变应原Der p 1在气道上皮细胞中引发凝血酶和细胞内氧化剂的天然生成。
J Allergy Clin Immunol. 2016 Oct;138(4):1224-1227. doi: 10.1016/j.jaci.2016.05.006. Epub 2016 May 24.
4
Aeroallergen-induced IL-33 predisposes to respiratory virus-induced asthma by dampening antiviral immunity.过敏原诱导的白介素 33 通过抑制抗病毒免疫来诱发呼吸道病毒诱导的哮喘。
J Allergy Clin Immunol. 2016 Nov;138(5):1326-1337. doi: 10.1016/j.jaci.2016.02.039. Epub 2016 Apr 25.
5
Airway epithelial dual oxidase 1 mediates allergen-induced IL-33 secretion and activation of type 2 immune responses.气道上皮双氧化酶1介导变应原诱导的白细胞介素-33分泌及2型免疫反应的激活。
J Allergy Clin Immunol. 2016 May;137(5):1545-1556.e11. doi: 10.1016/j.jaci.2015.10.003. Epub 2015 Nov 17.
6
Th2 cytokines impair innate immune responses to rhinovirus in respiratory epithelial cells.Th2 细胞因子损害呼吸道上皮细胞对鼻病毒的固有免疫反应。
Allergy. 2015 Aug;70(8):910-20. doi: 10.1111/all.12627. Epub 2015 Apr 24.
7
Dendritic cell and epithelial cell interactions at the origin of murine asthma.树突状细胞和上皮细胞在鼠哮喘发病机制中的相互作用。
Ann Am Thorac Soc. 2014 Dec;11 Suppl 5:S236-43. doi: 10.1513/AnnalsATS.201405-218AW.
8
The discovery of potent, selective, and reversible inhibitors of the house dust mite peptidase allergen Der p 1: an innovative approach to the treatment of allergic asthma.强效、选择性和可逆性屋尘螨肽酶变应原Der p 1抑制剂的发现:治疗过敏性哮喘的创新方法
J Med Chem. 2014 Nov 26;57(22):9447-62. doi: 10.1021/jm501102h.
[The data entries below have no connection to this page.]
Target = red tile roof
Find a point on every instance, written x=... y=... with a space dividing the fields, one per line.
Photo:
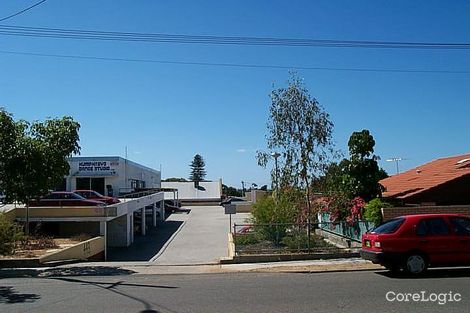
x=426 y=176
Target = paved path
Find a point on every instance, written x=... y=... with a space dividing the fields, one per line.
x=202 y=238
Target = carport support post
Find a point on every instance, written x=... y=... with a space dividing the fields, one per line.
x=154 y=214
x=143 y=222
x=104 y=233
x=162 y=210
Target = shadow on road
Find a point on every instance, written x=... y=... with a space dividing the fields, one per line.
x=431 y=273
x=85 y=271
x=65 y=271
x=145 y=247
x=8 y=295
x=116 y=288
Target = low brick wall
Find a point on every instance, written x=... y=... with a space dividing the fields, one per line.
x=81 y=251
x=389 y=213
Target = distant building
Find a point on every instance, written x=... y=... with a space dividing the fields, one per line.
x=110 y=175
x=444 y=181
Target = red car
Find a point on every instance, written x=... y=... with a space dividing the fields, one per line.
x=415 y=242
x=93 y=195
x=63 y=198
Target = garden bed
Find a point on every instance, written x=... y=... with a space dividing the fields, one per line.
x=254 y=243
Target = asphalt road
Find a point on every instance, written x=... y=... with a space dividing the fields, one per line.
x=238 y=292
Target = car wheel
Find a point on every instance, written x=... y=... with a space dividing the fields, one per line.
x=415 y=264
x=393 y=268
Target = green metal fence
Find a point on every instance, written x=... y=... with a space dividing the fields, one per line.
x=352 y=231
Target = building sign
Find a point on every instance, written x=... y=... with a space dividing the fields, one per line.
x=98 y=167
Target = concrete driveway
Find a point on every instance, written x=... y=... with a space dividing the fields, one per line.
x=201 y=239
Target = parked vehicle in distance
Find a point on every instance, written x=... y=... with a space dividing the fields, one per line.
x=174 y=206
x=229 y=200
x=415 y=242
x=64 y=198
x=93 y=195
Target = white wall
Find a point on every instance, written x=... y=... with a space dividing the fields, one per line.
x=115 y=170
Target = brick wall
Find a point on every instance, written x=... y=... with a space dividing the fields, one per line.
x=389 y=213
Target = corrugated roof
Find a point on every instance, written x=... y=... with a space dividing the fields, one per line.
x=426 y=176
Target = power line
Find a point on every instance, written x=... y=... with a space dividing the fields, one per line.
x=22 y=11
x=234 y=65
x=62 y=33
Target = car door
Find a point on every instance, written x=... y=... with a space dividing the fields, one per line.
x=435 y=239
x=461 y=229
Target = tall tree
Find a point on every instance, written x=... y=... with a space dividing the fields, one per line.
x=363 y=169
x=198 y=172
x=301 y=131
x=357 y=176
x=33 y=156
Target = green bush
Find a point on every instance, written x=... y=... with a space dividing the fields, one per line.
x=273 y=216
x=246 y=239
x=10 y=234
x=372 y=210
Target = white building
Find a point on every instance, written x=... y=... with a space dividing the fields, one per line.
x=110 y=175
x=208 y=191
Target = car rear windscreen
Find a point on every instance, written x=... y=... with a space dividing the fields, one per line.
x=388 y=227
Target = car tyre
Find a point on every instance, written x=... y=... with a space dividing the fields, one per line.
x=415 y=264
x=394 y=269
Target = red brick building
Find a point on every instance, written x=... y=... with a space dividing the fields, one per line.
x=444 y=181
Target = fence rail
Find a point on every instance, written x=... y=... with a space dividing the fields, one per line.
x=281 y=239
x=352 y=231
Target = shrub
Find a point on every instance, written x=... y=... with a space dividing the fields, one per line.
x=10 y=234
x=373 y=211
x=272 y=217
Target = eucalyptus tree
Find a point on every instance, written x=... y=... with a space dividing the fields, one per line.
x=300 y=130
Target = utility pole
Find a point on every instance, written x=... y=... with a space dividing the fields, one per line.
x=276 y=155
x=396 y=160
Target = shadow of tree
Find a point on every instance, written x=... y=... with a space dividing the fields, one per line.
x=9 y=295
x=114 y=288
x=85 y=271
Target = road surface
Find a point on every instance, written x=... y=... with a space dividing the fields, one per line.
x=236 y=292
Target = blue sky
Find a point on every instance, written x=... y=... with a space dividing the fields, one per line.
x=166 y=113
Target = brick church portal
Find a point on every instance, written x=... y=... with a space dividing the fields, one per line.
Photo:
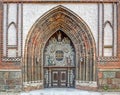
x=59 y=43
x=60 y=51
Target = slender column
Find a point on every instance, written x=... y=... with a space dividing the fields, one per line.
x=68 y=82
x=49 y=81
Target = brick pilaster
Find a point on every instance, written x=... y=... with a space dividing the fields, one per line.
x=1 y=22
x=119 y=29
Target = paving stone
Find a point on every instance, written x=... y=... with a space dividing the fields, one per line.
x=109 y=74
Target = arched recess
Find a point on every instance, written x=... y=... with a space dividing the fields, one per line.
x=108 y=40
x=63 y=19
x=12 y=34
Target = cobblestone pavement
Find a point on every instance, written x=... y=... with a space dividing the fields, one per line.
x=60 y=91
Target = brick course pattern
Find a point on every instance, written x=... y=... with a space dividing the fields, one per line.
x=111 y=81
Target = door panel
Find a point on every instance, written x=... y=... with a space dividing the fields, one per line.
x=63 y=78
x=55 y=78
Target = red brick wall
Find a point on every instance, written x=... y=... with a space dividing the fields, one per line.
x=1 y=15
x=119 y=29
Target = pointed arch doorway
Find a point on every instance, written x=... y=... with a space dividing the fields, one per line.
x=59 y=51
x=59 y=61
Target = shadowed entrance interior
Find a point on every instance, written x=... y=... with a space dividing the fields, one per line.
x=59 y=61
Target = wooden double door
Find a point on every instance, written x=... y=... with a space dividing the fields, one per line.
x=59 y=78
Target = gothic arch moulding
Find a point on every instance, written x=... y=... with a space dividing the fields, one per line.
x=63 y=19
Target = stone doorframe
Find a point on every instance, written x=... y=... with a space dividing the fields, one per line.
x=60 y=18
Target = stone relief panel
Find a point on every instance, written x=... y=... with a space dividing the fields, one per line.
x=59 y=52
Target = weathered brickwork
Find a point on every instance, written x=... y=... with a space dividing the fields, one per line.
x=109 y=79
x=108 y=75
x=10 y=80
Epub 2014 Nov 17.
9
Allergens and the airway epithelium response: gateway to allergic sensitization.过敏原与气道上皮细胞反应:过敏致敏的门户。
J Allergy Clin Immunol. 2014 Sep;134(3):499-507. doi: 10.1016/j.jaci.2014.06.036.
10
ADAM10 is required for SCF-induced mast cell migration.ADAM10 对于 SCF 诱导的肥大细胞迁移是必需的。
Cell Immunol. 2014 Jul;290(1):80-8. doi: 10.1016/j.cellimm.2014.05.005. Epub 2014 May 21.